Kim starał się prowadzić jak najbardziej ożywioną rozmowę z JungGukiem. Jak się okazało, nie musiał się starać specjalnie, bo tematy same przychodziły coraz bardziej pijanym chłopakom a ich buzie nie zamykały się. Poznali się lepiej, wymienili się nawet numerami telefonów. TaeHyung coraz bardziej pragnął zatopić swoje dłonie w gęstych włosach Jeona a każdy przypadkowy dotyk dłoni chłopaka na jego udzie wzmagał jego chęć. Kim hamował się z całych sił, by nie zrobić czy powiedzieć czegoś głupiego. Nie chciał wystraszyć chłopaka i zaprzepaścić tego wszystkiego. Zaczynali się rozumieć i w jakiś sposób zbliżać do siebie a Tae na tym najbardziej zależało. Chciał być jak najbliżej Jeona, chciał posiąść go i mieć tylko dla siebie. Chciał być jedynym właścicielem tej sztuki jakim był JungGuk.

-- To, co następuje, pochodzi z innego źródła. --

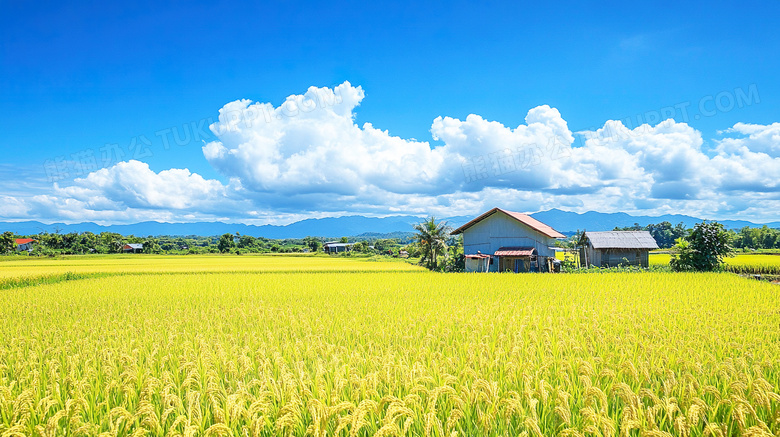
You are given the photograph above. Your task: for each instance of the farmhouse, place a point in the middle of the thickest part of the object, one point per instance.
(332, 247)
(500, 241)
(133, 248)
(24, 244)
(613, 248)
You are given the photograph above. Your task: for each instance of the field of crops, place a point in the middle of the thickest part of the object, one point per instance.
(767, 264)
(359, 351)
(128, 264)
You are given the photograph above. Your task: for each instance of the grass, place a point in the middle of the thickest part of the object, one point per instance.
(298, 347)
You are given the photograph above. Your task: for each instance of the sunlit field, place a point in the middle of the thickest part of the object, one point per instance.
(741, 263)
(371, 352)
(14, 267)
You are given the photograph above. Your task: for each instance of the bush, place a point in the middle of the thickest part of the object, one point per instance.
(703, 250)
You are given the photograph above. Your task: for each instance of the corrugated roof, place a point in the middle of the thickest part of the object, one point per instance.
(621, 240)
(520, 217)
(515, 251)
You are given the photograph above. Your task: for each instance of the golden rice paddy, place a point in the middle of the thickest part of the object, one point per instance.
(364, 348)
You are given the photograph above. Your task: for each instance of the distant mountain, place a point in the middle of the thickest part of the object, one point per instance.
(335, 227)
(326, 227)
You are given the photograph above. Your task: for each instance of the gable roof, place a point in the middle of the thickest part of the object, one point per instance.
(621, 240)
(520, 217)
(515, 251)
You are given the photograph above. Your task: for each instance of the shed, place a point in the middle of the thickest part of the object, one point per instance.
(614, 248)
(332, 247)
(513, 241)
(24, 244)
(133, 248)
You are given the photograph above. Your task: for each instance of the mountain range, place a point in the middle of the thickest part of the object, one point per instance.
(563, 221)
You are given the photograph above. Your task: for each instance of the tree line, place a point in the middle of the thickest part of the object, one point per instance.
(666, 235)
(74, 243)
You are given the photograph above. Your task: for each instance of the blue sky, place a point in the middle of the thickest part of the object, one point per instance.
(77, 79)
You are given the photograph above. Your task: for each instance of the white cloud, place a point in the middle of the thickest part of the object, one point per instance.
(133, 184)
(308, 158)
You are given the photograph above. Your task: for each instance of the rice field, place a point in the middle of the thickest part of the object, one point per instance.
(372, 351)
(15, 267)
(767, 264)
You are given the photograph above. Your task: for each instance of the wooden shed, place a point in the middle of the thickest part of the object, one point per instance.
(614, 248)
(500, 241)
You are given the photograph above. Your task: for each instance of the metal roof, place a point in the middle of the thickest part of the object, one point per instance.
(621, 240)
(515, 251)
(520, 217)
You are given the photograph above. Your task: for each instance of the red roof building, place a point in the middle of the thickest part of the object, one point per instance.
(512, 241)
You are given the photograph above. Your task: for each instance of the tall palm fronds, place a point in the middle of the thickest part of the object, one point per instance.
(432, 237)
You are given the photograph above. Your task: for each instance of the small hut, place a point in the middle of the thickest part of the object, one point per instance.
(614, 248)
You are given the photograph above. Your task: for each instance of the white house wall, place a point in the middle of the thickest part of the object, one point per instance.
(499, 230)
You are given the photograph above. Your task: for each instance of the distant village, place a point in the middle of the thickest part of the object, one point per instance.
(495, 241)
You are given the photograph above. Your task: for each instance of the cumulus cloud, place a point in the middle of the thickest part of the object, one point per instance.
(308, 157)
(133, 184)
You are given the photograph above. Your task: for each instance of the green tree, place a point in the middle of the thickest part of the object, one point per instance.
(225, 243)
(431, 237)
(152, 245)
(703, 250)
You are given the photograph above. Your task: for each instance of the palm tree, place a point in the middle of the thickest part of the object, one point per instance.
(432, 238)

Kilka kolejnych drinków, małe zawody w piciu shotów, spokojna muzyka grająca w przerwie między basowymi utworami i Kim stał naprzeciw Jeona tańcząc z nim. Nie był w stanie stwierdzić który to zaproponował. Widział, że zaczyna być już pijany a jego mocna głowa przegrywa z procentami w jego organizmie. Jeon nie wyglądał lepiej, trzymał się, kontaktował, rozmawiał jednak on też był już pijany. Kim trzymał ręce na tali JungGuka, które wcześniej sam brunet sobie położył zakładając swoje na szyje starszego. Tae wpatrywał się w oczy chłopaka, czując coraz większe zahipnotyzowanie nimi. Wyłączył się całkowicie i pozwolił prowadzić się Jeonowi, nawet wtedy kiedy muzyka zmieniała się a oni ze spokojnego tańca przeszli do ocierania swoich ciał o siebie, w coraz bardziej intymnym tańcu. Ciężkie oddechy zostawiane na szyji, ręce błądzące po ciele i szybsze bicie serca. Kim zaczynał pragnąc swojego idealnego chłopca, agresywniej przyciągał go do siebie i prowadził swoje ruchy dopasowując się do niego. Oboje poza alkoholem czuli te pożądanie bijące od drugiego. Jeon dawał się prowadzić Kimowi, jednocześnie prowokując starszego swoimi odważnymi i zdecydowanymi ruchami, ocierając się o jego ciało. Tae był w stanie posiąść Jeona chociażby na środku parkietu gdzie się teraz znajdowali. Chciał w końcu poczuć, że stał się właścicielem tego ideału. Bo nikt nie był w stanie przykuć uwagi Kima na dłużej niż kilka sekund. Nikt nie wydawał się mu na tyle atrakcyjny by tracić zmysły dla niego. Nikt nie wprowadzał go w taką ekstazę samą swoją obecnością co Jeon. Brunet był pierwszą osobą, która działa w tak intensywny sposób na Kima. JungGuk był całkowicie inny od reszty, dla Tae był idealny jak najwspanialsze dzieło sztuki. Blondyn chciał by to dzieło nosiło jego imię, by każdy wiedział o tym, do kogo należy. Chciał się chwalić nim i być dumny. Bo Kim TaeHyung nigdy nie był bardziej zafascynowany drugą osobą tak jak był teraz Jeonem. Nie czuł takiego pożądania jak do młodszego i nikogo ani niczego tak nie pragnął jak pragnął ust JungGuka.